Lahan sempit atau pekarangan rumah yang sempit sering menjadi kendala untuk menjalankan sebuah usaha, namun seiring dengan perkembangan teknologi dan ilmu pengetahuan di sector perikanan, peternakan dan perkebunan kondisi ini sudah bukan menjadi kendala. Usaha peternakan yang dapat dilakukan di lahan sempit untuk yakni Budidaya Belut. Mengapa kita dapat membudidayakan belut di lahan sempit karena kita akan menggunakan media tong atau drum dari besi atau plastik. Teknik Budidaya Belut Tong. A. Perlengkapan, yang dibutuhkan untuk budidaya adalah sebagai berikut : 1. Tong atau Drum disarankan dari bahan plastik. 2. Paralon. 3. Kawat kasa. 4. Tandon penampungan air 5. Ember, cangkul, serok, baskom dan jerigen.
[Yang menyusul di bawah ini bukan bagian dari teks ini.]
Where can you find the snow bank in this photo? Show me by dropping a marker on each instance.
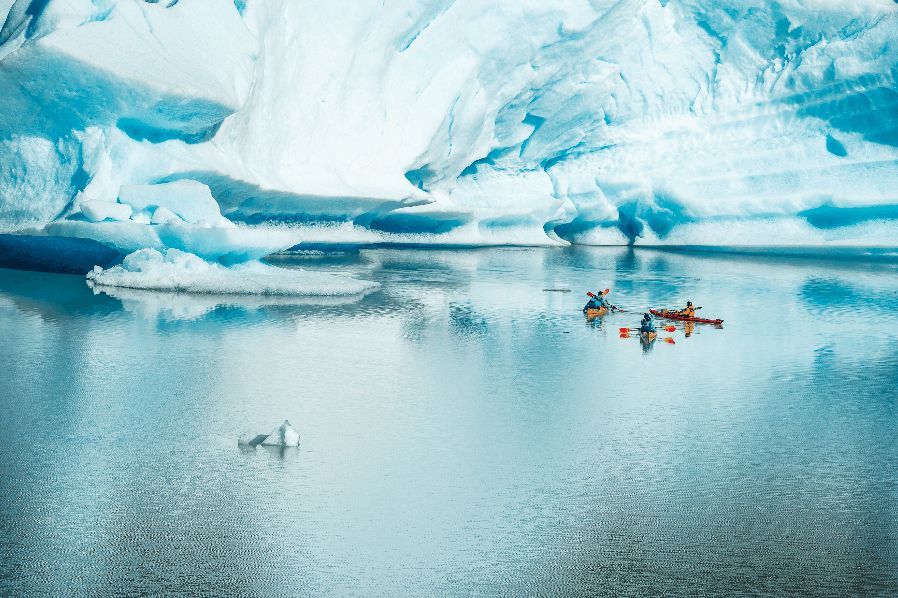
(175, 270)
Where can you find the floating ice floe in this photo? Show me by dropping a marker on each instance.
(175, 270)
(283, 435)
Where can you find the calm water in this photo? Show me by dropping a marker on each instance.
(463, 431)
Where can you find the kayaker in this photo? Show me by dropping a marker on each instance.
(647, 324)
(689, 310)
(597, 301)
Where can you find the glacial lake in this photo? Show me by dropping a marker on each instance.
(464, 431)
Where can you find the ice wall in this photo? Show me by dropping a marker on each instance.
(626, 121)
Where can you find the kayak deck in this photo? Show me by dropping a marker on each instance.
(669, 315)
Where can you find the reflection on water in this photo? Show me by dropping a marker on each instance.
(463, 431)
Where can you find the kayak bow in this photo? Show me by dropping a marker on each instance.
(670, 315)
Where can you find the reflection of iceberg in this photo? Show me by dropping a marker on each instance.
(173, 305)
(174, 270)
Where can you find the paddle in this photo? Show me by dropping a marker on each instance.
(666, 339)
(605, 292)
(665, 328)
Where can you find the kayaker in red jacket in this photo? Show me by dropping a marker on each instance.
(689, 311)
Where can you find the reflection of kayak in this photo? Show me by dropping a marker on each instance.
(670, 315)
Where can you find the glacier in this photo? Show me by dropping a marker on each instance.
(232, 130)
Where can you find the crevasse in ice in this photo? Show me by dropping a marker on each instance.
(195, 125)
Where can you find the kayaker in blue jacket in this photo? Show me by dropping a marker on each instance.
(647, 324)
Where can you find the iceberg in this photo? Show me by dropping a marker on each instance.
(453, 122)
(175, 270)
(283, 435)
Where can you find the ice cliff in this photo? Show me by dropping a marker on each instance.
(232, 129)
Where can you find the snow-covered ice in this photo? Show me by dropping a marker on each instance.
(283, 435)
(175, 270)
(451, 121)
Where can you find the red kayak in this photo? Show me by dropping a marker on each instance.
(671, 315)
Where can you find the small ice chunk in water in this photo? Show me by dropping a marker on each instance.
(251, 439)
(283, 435)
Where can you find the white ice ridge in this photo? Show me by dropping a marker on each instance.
(175, 270)
(450, 121)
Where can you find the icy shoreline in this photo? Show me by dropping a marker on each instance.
(174, 270)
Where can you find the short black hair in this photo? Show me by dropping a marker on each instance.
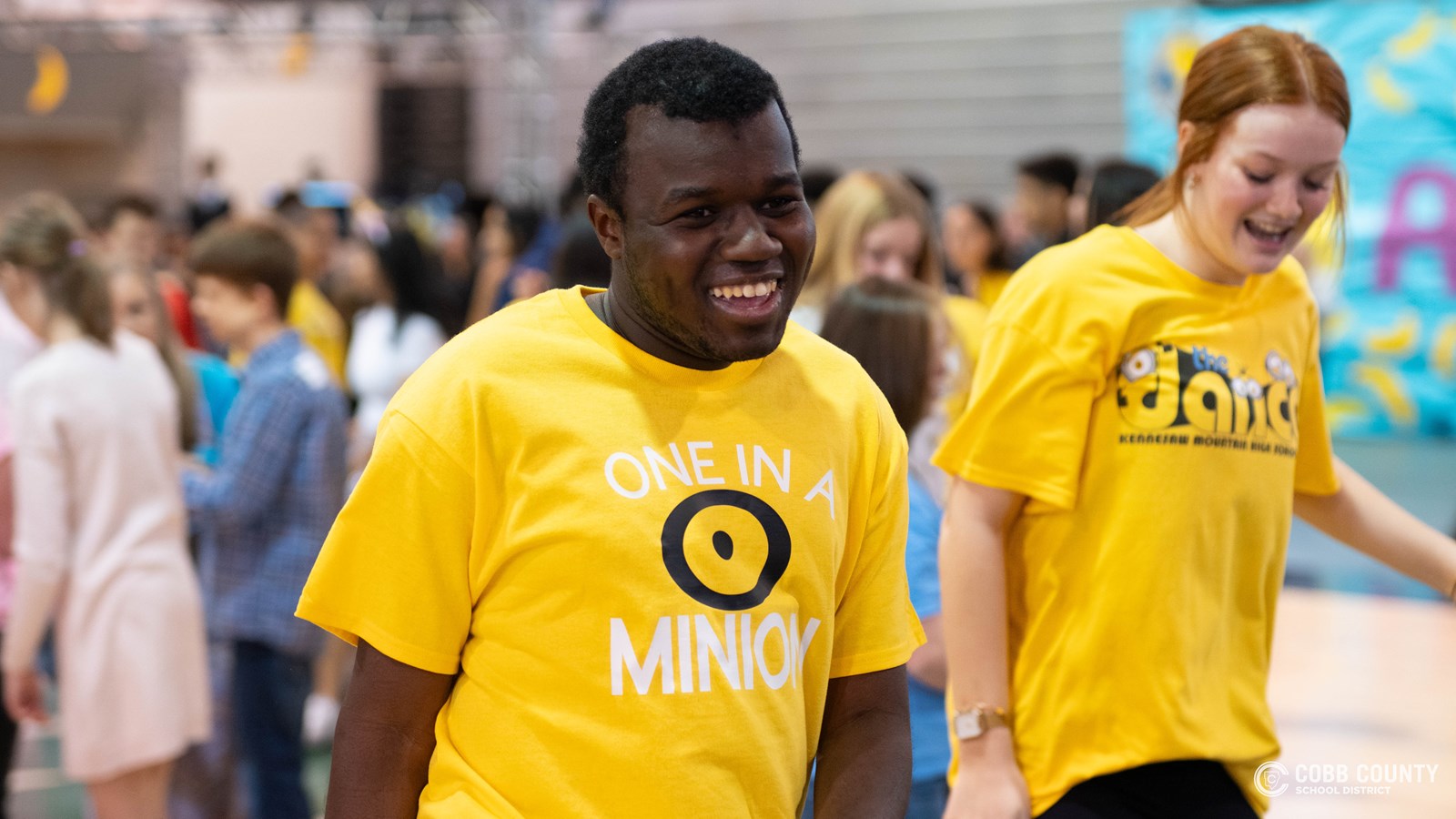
(692, 79)
(1053, 169)
(1116, 184)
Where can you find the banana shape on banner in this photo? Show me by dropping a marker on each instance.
(53, 79)
(1443, 349)
(1398, 339)
(1420, 36)
(1385, 92)
(1390, 389)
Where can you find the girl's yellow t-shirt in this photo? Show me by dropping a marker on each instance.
(1159, 426)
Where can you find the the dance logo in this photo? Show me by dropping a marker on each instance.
(750, 644)
(1201, 397)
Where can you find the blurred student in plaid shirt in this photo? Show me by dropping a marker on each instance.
(268, 504)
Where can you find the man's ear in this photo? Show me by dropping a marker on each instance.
(608, 223)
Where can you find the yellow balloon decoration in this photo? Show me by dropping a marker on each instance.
(53, 79)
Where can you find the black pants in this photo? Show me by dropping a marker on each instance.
(1187, 789)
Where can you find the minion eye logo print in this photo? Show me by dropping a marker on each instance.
(759, 636)
(674, 554)
(1168, 389)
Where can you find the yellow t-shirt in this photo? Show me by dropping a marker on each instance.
(1161, 426)
(319, 325)
(645, 574)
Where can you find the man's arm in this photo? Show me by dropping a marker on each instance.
(864, 760)
(385, 738)
(1360, 516)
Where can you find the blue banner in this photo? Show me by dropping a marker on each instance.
(1390, 305)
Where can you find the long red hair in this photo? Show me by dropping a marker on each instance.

B. Persiapan Teknik Budidaya, Seblum kita menjalankan usaha budidaya belut tong, dibutuhkan media pemeliharaan sebagai tempat belut berkembang biak atau membesar, media pemeliharaan ini sangat penting mengingat keberhasilan budidaya yang kita lakukan sangat bergantung pada media pemeliharaan ini. Untuk membuat media pembesaran hal yang perlu diperhatikan adalah sebagai berikut : 1. Tong Tong yang digunakan sebaiknya tidak bocor dan tidak berkarat (mengapa dianjurkan untuk menggunakan tong dari bahan plastic), apabila berkarat sebaiknya di cat dahulu dan dikeringkan hingga cat tidak berbau sebelum digunakan. Cara merakit tong : a. Letakkan tong dalam posisi mendatar atau horizontal, agar media menjai lebih luas. b. Buka bagian tengan tong namun sisakan 5 cm di sisi kiri dan kanan. c. Siapkan alat untuk menahan tong agar tidak menggelinding atau bergerak. d. Buat saluran pembuangan di bawah tong, letak dapat disesuaikan dengan penampungan limbah pembuangan. e. Buat atap atau peneduh dilokasi budidaya sehingga tong menjadi teduh, bahan untuk membuat atap bias menggunakan bahan-bahan yang murah dan mudah didapat. 2. Media Tanah.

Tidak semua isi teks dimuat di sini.